The independent study investigated the impact of the breached berm, the removal of the berm and the potential re-installation of a berm and tidal gate. It turns out the berm was built more than 85 years ago, prior to 1931, in conjunction with the older tidal gate. The tidal gate has not been operational for decades so it no longer provides protection.

The CIRCA study concluded that the presence (or absence) of the berm had little effect on the water levels or the occurrence of flooding at RT. 146. The flow is controlled by the tide gate. If the tide gate were substantially modified then the importance of the berm should be reassessed.”

The History

The Medlyn family has farmed the 30-acre land at 710 Leetes Island Road for nearly 140 years. Medlyn, a fifth generation farmer, says he is deeply concerned about his farm’s future.

When the BLT removed the berm about six weeks before Hurricane Sandy hit Branford in 2012, it did so with approval from DEEP and the Army Corp of Engineers. But Medlyn did not sue either agency, even though each gave final approval for the BLT project to create a boardwalk for hikers along the footprint of the then-endangered berm.

Medlyn did, however, sue the BLT in 2015 in New Haven Superior Court. That lawsuit, brought by the Milford law firm of Jacobi, Case & Speranzini, P.C. has yet to be resolved. The independent study that essentially exonerates the land trust is presumably an important piece of evidence in resolving the Medlyn lawsuit. The case is pending in the land use court in Hartford. There has been no public action on the court docket for the last ten months.

Explaining the chronology, Raymond wrote that a condition of state approval for the boardwalk project required the removal of the remains of the breached berm. In 2012, a contractor working for the BLT removed the old berm remnants and built the boardwalk, which was part of the site preparation that DEEP required as part of the project. The project was completed in mid-September, about six weeks before Hurricane Sandy.

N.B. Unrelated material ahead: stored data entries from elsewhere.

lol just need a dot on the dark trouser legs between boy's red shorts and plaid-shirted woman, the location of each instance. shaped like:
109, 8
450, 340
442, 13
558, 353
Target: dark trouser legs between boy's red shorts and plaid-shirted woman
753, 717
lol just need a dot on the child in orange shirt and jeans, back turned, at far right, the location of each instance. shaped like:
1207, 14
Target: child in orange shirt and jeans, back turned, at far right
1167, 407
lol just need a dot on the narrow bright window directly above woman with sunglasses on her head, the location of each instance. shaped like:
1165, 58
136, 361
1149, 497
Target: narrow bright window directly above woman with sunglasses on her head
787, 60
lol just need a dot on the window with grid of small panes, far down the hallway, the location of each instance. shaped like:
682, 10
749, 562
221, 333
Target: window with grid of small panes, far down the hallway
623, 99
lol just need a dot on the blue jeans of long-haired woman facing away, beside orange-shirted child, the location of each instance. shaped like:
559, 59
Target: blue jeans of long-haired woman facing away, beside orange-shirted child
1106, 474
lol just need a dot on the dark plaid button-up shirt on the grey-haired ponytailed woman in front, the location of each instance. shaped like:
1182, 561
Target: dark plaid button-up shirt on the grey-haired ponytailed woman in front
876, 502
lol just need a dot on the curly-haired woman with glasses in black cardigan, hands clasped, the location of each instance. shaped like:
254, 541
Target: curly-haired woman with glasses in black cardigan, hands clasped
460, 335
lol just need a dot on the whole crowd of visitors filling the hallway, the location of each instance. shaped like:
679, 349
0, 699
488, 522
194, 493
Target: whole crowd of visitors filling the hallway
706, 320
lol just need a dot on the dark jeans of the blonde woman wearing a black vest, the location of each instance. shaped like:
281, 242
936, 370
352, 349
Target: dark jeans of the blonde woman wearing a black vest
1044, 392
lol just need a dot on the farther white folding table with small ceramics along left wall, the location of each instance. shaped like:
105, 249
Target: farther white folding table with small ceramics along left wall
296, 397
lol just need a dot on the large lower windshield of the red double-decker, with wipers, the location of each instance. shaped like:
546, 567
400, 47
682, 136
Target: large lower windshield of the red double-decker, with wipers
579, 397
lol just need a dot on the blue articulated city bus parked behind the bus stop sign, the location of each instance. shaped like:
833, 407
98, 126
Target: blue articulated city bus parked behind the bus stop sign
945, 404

Following Hurricane Sandy, Medlyn went public with his belief that the loss of the berm caused serious damage to various parts of his property.” It was at that point that DEEP requested the independent study which became public last fall. 

Medlyn maintains that the removal of the berm has caused salt water to enter his groundwater-fed irrigation pond, causing horrific damage to what had been a pristine fresh-water pond. Raymond says, not so. Unfortunately, this pond was suffering from salt water intrusion before the removal of the berm” in 2012.

Raymond wrote that the pond is located at the lowest point of the Medlyn property and its surface is about 12 to 18 inches above the surface of the adjacent tidal wetland. Due to its low elevation and proximity to the coast, the bottom of the pond periodically connects with a salty groundwater transition zone that is a common feature along the coast in this area,” he wrote. The location of the transition zone depends on the balance between the pressures of salt water (higher sea level and storms move salt water to the pond) and fresh water (higher rainfall pushes salt water away from the pond.) Recent droughts and repeated strong coastal storms may have exacerbated the problem,” Raymond wrote.